But he didn’t smile. “It’s not just us. She thrives in routines. Paige isn’t going to want to yank her out of kindergarten and her daycare.”
“Would you at least talk to Paige about it?” It was an embarrassing, last-ditch plea. Right now, most of all I wanted him to be the guy who wanted me enough not to make me beg. To not have to be talked into this. To be willing to make sacrifices instead of expecting me to give up a career I couldn’t have here just to stay with him.
He slowly shook his head.
I opened my car door and stood staring at the steering wheel without seeing it, sick with myself for even asking. I’d wanted to make it work so badly that I’d engaged in magical thinking to convince myself that these were differences we could solve.

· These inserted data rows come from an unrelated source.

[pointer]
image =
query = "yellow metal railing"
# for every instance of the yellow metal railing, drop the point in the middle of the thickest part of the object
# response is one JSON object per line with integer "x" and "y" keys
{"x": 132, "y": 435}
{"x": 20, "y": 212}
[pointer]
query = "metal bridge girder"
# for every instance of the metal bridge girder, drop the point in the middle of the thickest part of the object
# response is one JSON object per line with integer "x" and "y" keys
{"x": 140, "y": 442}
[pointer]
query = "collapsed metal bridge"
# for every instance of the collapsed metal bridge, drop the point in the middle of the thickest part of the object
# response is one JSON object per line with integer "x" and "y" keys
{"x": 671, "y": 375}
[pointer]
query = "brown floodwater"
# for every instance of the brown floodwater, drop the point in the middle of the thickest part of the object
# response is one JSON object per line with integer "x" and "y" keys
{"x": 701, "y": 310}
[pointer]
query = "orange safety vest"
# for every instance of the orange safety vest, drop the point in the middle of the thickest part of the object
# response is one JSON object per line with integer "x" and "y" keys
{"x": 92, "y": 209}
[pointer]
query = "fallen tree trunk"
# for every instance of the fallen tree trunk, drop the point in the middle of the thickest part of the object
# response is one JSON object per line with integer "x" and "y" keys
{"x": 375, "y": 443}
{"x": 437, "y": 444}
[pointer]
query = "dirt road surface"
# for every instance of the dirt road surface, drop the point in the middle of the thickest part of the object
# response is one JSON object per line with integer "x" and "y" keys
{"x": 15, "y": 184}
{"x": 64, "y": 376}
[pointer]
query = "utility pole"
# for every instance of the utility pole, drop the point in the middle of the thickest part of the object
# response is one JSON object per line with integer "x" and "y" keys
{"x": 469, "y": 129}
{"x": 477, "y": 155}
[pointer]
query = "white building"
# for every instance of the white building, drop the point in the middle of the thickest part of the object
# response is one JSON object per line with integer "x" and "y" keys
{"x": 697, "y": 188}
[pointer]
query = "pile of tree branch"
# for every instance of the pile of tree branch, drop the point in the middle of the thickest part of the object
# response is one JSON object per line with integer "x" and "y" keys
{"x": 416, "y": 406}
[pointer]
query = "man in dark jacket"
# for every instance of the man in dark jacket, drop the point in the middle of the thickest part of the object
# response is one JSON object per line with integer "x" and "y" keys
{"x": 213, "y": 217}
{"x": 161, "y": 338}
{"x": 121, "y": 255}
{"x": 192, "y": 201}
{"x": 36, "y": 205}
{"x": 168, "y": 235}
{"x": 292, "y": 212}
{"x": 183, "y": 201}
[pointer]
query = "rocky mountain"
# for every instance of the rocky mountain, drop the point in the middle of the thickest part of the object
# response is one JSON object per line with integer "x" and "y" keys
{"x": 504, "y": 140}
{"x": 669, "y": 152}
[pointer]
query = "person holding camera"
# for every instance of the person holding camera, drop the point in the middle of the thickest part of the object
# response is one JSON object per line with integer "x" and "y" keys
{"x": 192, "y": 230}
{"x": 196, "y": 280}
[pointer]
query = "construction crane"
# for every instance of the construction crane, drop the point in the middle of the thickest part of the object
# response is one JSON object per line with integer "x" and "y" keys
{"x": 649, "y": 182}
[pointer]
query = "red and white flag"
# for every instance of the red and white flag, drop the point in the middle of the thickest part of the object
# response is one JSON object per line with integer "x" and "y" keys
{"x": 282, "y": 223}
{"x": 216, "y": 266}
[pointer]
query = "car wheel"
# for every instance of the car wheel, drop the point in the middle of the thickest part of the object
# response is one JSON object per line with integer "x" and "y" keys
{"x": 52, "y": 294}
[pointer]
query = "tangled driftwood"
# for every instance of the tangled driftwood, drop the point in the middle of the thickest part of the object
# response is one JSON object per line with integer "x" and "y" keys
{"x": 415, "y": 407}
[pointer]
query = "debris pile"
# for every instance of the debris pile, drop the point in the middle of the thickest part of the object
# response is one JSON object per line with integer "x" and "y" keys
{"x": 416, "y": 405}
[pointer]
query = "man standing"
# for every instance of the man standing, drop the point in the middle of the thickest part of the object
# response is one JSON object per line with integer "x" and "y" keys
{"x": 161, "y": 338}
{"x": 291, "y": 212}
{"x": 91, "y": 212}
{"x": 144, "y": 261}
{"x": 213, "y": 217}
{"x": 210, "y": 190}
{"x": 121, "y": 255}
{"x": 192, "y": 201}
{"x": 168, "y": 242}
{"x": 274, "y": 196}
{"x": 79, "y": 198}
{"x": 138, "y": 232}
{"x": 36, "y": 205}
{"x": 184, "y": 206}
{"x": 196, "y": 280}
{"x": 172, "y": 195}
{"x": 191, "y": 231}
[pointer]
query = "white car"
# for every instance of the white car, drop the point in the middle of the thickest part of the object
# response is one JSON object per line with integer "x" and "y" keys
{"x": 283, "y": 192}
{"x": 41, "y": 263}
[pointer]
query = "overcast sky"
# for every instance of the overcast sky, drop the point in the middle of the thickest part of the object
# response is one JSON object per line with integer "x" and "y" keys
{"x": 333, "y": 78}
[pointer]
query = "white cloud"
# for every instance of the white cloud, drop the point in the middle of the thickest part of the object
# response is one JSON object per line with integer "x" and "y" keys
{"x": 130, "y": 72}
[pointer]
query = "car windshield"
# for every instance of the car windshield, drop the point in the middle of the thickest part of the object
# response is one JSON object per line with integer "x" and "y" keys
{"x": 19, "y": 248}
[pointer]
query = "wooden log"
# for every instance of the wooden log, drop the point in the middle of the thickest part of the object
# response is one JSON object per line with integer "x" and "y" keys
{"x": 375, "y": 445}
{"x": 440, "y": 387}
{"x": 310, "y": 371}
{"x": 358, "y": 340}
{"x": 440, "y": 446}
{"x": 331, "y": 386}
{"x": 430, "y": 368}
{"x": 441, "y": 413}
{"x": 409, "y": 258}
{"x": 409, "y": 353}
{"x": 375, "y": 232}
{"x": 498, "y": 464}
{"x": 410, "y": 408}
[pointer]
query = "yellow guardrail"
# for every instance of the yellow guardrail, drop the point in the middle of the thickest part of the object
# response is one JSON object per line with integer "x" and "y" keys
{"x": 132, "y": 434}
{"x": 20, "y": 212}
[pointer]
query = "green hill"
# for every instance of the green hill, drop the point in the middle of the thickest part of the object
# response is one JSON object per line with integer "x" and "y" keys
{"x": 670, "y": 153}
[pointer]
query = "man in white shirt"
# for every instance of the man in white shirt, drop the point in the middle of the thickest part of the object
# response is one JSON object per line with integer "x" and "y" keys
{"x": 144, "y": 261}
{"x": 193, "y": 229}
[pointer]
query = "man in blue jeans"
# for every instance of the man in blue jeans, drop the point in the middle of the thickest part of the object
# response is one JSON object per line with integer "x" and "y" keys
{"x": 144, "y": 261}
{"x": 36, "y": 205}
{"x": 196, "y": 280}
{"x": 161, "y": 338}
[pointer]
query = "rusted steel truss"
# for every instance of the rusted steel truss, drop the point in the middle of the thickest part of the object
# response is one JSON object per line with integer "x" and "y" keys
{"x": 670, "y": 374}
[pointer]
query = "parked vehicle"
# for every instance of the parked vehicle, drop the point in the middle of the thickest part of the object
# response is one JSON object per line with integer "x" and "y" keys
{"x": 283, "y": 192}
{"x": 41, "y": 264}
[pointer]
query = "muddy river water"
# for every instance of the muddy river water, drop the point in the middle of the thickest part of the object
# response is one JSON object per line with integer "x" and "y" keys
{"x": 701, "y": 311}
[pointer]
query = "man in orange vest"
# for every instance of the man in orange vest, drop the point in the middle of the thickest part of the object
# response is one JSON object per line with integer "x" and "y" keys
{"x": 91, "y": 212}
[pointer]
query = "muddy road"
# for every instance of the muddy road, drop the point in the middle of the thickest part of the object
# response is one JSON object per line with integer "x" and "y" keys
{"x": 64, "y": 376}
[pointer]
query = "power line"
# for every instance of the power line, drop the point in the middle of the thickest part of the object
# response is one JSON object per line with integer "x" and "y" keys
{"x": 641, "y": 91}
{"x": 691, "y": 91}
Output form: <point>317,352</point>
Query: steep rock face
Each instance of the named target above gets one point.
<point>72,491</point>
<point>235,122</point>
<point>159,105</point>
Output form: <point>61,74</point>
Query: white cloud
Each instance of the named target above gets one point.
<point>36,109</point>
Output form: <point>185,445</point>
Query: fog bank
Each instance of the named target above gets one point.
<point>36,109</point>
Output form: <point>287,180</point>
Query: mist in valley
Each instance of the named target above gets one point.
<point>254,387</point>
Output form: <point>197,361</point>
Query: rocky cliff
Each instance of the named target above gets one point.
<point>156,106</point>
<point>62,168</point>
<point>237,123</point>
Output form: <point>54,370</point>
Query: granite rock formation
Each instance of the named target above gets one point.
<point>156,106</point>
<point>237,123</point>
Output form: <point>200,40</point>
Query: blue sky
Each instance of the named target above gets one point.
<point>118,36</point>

He grabbed the top of the door, his hands closing over mine to hold me in place. “Grace. If this was just about Paige, I would ask her. But it’s not, and I can’t. Please don’t ask me to choose.”
I wanted to dive into the safety of the car and drive off, leaving this whole scene behind me. But his eyes were soft, pleading for understanding, and I did. I did understand. Instead, I picked up one of his hands, and pressed a kiss against his knuckles. “It’s okay, Noah.” I let go of his hand and mustered a last wobbly smile. “If we’re being real, you’ve chosen, and I won’t make you say your choice out loud again.”
I eased into the driver’s seat and pulled the door closed as Noah stepped back. Then I lowered the window and smiled at him. “Good job tonight. I think Dr. Boone will also make the right choice. Merry Christmas.”
I rolled my window up to cut off the saddest Merry Christmas I’d ever heard in return and drove toward home.
Chapter Twenty-Six
Noah
It was late enough when I got home that I knew Evie would be asleep and Paige wouldn’t be dropping in.
I almost never minded when she did, but tonight I needed time and space to think.
I was in a relationship. With Grace. I’d known it for a while. Grace knew it too.
We hung out, worked together, discussed life problems and relationships, joked around, spent Thanksgiving with each other, kissed. Like, mind-blowing kisses. I loved her work ethic, her family, her sense of humor, her brain. I’d never had more fun doing nothing with someone than I did with Grace.
So how could everything be so right between us, and it still not work out?
Because…
Because I still hadn’t told Grace the whole truth. There was more to it than not wanting to leave Paige and Evie or uproot them.
I’d been here before with Lauren. Lauren had needed me to be more and want more than I did. I wasn’t the guy who needed to climb a career ladder for the prestige of it. I loved what I did, and Lauren had seen my passion for teaching as lack of ambition.
I loved teaching. I wanted to be a principal eventually. Principals made a comfortable income with good benefits. The downside being, of course, that the job politics were some of the toughest around. But I loved kids. And I’d be walking into administration someday with my eyes wide open, ready to take on the challenge of transforming a school.
The fact that Grace could argue in one breath about how essential her job was to her happiness and then try to convince me to “just do mine anywhere” was the ultimate irony. She didn’t understand how I felt about my work any more than Lauren had. It took time and tenure to build the relationships and roots that would lead to administration jobs down the road. If I keptliterallymoving down the road, I couldn’t do that.
Grace wasn’t Lauren. I knew that. But this similarity was too strong for me to ignore just because my feelings for her were strong too.
I flopped on my couch and stared at the ceiling. Not just strong. Damn near overwhelming. And not just wanting her, although that nearly knocked me flat every time I was around her. It was everything about her: the fact that she’d dropped everything to come home for her family even though she loved her career, her problem-solving mind, her can-do attitude. The way she took life seriously without taking herself seriously.
Everything about her was perfect except her future address.
I couldn’t trade pieces of myself for her. But most of all, I couldn’t trade Evie and Paige for her, no matter how badly I wanted her.
And I wanted her badly.
I stared at the ceiling as if the dull white surface could give me an answer.
It didn’t.
* * *
“Noah?”
I blinked awake. I’d fallen asleep on my couch in my clothes. I felt gross, and Paige was smiling down at me.